彼は追ってこない。振り返る勇気もない。そうだろう。事情を知らず気持ちだけ伝えてしまったのは紛れもない自分だ。それがどう言った事情であれ、今彼の隣にいるのは自分ではない。自分は彼の隣にいるべき人間ではないのだ。その事実だけが重く胸にのしかかる。
あの場所からどれぐらい離れただろうか。ティリスは街を流れている小川のほとりまで来ると腰を下ろす。

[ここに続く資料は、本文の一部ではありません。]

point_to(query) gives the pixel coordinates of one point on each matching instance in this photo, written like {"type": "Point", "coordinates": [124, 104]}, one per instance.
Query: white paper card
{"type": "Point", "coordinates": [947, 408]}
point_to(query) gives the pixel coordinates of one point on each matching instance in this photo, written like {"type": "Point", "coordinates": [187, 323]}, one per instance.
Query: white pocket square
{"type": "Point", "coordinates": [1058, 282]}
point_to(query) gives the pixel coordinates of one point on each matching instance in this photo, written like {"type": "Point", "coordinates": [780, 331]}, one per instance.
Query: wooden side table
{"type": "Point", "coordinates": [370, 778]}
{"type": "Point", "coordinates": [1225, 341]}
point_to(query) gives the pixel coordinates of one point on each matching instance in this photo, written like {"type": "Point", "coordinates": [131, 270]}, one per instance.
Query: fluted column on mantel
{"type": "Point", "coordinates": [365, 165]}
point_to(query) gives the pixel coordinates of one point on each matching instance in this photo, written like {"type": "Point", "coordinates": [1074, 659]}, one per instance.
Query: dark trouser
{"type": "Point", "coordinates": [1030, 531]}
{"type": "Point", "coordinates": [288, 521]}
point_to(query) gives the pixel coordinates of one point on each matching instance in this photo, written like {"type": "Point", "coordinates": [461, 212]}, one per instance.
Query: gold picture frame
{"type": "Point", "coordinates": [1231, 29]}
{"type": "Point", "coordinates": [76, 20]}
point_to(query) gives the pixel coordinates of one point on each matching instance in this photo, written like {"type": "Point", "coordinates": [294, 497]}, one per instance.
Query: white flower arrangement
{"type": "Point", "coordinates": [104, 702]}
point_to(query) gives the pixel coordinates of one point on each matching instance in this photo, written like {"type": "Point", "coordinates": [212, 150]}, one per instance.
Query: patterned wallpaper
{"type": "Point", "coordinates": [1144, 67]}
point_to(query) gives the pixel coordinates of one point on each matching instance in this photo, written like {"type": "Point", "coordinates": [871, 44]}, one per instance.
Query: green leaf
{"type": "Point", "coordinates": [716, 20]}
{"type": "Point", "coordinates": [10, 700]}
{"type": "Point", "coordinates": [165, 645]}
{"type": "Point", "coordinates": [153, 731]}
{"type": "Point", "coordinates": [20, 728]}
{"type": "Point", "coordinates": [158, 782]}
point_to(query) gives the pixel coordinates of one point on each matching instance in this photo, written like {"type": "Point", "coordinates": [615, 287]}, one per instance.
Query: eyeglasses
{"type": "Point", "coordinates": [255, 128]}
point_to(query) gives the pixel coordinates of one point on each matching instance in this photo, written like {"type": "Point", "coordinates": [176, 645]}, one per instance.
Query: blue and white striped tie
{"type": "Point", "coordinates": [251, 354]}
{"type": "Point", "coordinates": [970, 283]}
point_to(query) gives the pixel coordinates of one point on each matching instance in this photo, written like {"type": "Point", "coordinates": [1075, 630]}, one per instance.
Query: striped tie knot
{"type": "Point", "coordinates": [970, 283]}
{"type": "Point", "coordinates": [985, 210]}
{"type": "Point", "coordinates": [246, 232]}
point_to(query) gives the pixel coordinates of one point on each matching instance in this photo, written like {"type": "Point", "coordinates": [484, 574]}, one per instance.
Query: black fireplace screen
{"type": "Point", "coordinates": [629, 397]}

ひどい顔だ。川面に映った自分の顔を、零れ落ちる水滴が揺らしていく。川の中を泳ぐ魚はその悲しみなど知らずに優雅に泳いでいく。青い色の尾鰭が美しかった。
「私もこのまま、魚になれればいいのに」
「ティリスはそのままの方がいいよ」
川面に映るティリスの顔にひょっこり並んだのは結衣菜の顔だ。結衣菜はティリスと目を合わせると眉を顰めて微笑んだ。
「ユイナ、私……馬鹿ね。なんでか、彼が生きていれば、会うことさえできれば、全てがうまくいく。そう思ってた」
結衣菜はなんて声をかけたらいいのか迷っていた。追いかけたはいいが、結衣菜は彼女のいなくなった婚約者の話を聞いていた。とても素敵な人なのだと、きっとまた会えると信じていると、そう言っていたのだ。
「彼ね。家族がいるんですって。ほんとうは、ほんとは……」
自分が家族になるはずだったのに。そんな言葉だろうか、しかしティリスの口からその続きは出てこなかった。彼女は水面を見つめているがきっと別のものを見ているのだろう。
「ティリス……ディランさんのその言葉が本当だったとしても、きっと何か理由があるんだよ。チッタが……ティリスがいなくなった後飛び出してって……そのあとどうなったかわからないけど、きっと理由を聞いてるはず」
「そう……ね。でも、まだ気持ちの整理がつかないの。彼が生きていてくれて嬉しい。顔が見れただけでも本当に幸せだわ。そう思うべきなのに、私」
「ティリス、どう思うべきということはないよ。ティリスがそう思いたいことも本当の気持ちだし、でも今傷ついていることも本当の気持ち。それをどちらか押し殺す必要はないよ」
「ユイナ……ありがとう。でもごめんなさい、少しだけ一人にしてもらってもいいかしら」
ティリスの涙はいつの間にか止まっていた。しかし彼女はまだ揺れる水面を見つめていた。
結衣菜は頷くと去っていく。さっき彼らがいた場所を探して歩いていった。どんな事実が待っていようと、今は私がティリスの支えになりたい。そんな気持ちを抱えながら。